The study concluded that if all 3 tests were positive, the probability of the patient having a full-thickness rotator cuff tear is 91%.[1]

Description and Illustrations[edit | edit source]

The Drop-Arm Sign

Patient actively elevates the arm in the scapular plane and then slowly reverses the motion.  A positive test is defined as the patient experiencing pain during the activity or that the arm suddenly drops.

The Painful Arc Sign (Fig 1)

Patient fully elevates the arm along the scapular plane and then slowly reverses the motion. If patient experiences pain between 60° and 120° of range of motion, the test is considered positive.

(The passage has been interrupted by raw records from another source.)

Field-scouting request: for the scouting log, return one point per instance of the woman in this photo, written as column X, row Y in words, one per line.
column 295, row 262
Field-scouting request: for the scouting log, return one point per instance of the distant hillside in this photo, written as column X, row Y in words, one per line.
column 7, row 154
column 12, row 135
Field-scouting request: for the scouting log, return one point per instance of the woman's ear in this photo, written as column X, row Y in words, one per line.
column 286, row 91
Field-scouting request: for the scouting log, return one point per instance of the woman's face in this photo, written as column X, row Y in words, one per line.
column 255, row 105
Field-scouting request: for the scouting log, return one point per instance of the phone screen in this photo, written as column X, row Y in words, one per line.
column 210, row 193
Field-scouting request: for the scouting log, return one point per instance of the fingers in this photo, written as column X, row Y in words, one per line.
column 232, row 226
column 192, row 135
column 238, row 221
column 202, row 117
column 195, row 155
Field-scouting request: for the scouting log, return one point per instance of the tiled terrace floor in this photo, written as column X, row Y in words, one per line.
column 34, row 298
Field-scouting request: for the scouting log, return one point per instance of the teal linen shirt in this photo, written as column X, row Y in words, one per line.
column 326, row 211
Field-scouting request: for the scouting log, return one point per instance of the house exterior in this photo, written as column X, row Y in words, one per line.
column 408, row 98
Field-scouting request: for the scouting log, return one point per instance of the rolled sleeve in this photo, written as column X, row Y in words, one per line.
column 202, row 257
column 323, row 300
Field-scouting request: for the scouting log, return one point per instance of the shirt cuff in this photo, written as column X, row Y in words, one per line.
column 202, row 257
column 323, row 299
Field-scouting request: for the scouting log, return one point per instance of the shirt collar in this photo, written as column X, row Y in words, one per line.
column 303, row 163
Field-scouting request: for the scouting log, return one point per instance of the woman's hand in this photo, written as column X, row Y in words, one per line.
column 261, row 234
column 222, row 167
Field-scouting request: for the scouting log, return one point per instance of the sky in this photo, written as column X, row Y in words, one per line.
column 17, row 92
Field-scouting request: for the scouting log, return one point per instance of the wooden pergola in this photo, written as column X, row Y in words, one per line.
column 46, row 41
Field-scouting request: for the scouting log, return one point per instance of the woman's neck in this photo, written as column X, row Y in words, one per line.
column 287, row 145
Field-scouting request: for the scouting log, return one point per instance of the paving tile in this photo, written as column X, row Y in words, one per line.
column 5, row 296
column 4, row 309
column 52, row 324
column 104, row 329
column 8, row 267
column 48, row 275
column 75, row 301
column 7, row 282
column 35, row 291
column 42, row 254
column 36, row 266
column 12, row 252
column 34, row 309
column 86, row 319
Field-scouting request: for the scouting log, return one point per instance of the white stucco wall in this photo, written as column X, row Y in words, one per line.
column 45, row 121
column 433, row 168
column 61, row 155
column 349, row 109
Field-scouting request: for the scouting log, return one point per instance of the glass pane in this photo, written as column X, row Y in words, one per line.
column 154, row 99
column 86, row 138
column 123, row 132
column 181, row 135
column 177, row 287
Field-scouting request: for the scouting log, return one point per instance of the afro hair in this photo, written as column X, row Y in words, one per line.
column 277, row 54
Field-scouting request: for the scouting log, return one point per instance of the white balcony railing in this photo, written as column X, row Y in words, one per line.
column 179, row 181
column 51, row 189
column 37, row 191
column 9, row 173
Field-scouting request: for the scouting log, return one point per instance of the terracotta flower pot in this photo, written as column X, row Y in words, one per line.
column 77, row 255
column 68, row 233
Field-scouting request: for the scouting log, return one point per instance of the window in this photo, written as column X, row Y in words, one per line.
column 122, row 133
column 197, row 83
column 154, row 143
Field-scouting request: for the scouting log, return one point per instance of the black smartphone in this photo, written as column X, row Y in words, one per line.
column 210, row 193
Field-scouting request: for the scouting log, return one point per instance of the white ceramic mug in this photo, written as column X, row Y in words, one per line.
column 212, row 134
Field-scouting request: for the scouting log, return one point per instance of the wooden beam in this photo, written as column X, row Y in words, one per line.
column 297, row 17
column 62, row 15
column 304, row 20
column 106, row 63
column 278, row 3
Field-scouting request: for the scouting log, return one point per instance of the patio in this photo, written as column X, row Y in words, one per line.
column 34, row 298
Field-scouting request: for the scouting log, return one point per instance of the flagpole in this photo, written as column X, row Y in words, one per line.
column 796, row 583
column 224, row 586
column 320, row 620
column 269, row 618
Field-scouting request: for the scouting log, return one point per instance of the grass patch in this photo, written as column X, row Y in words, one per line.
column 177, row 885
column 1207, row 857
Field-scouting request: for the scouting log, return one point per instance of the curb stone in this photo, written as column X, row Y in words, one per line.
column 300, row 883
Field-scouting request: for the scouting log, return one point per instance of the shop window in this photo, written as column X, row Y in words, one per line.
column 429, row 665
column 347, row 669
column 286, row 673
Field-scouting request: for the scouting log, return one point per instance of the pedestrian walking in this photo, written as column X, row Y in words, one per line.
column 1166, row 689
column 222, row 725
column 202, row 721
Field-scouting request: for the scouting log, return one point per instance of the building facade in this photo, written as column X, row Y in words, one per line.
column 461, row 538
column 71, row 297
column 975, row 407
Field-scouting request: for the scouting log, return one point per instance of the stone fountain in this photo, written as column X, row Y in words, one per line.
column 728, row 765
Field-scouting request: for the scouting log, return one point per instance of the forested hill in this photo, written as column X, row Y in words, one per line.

Figure 1 (couresty of http://www.maitrise-orthop.com)

Infraspinatus Muscle Test (Fig 2)

Arm is resting in neutral, the patient is instructed to flex elbow to 90° and resist against applied resistance mediall.  If the patient is unable to resist the force or experiences pain, the test is considered positive.


Figure 2 (taken directly from Park et al[1])

References[edit | edit source]

  1. 1.0 1.1 1.2 Park HB, Yokota A, Gill HS, El RG, McFarland EG. Diagnostic accuracy of clinical tests for the different degrees of subacromial impingement syndrome. J Bone Joint Surg AmfckLR2005 July;87(7):1446-55.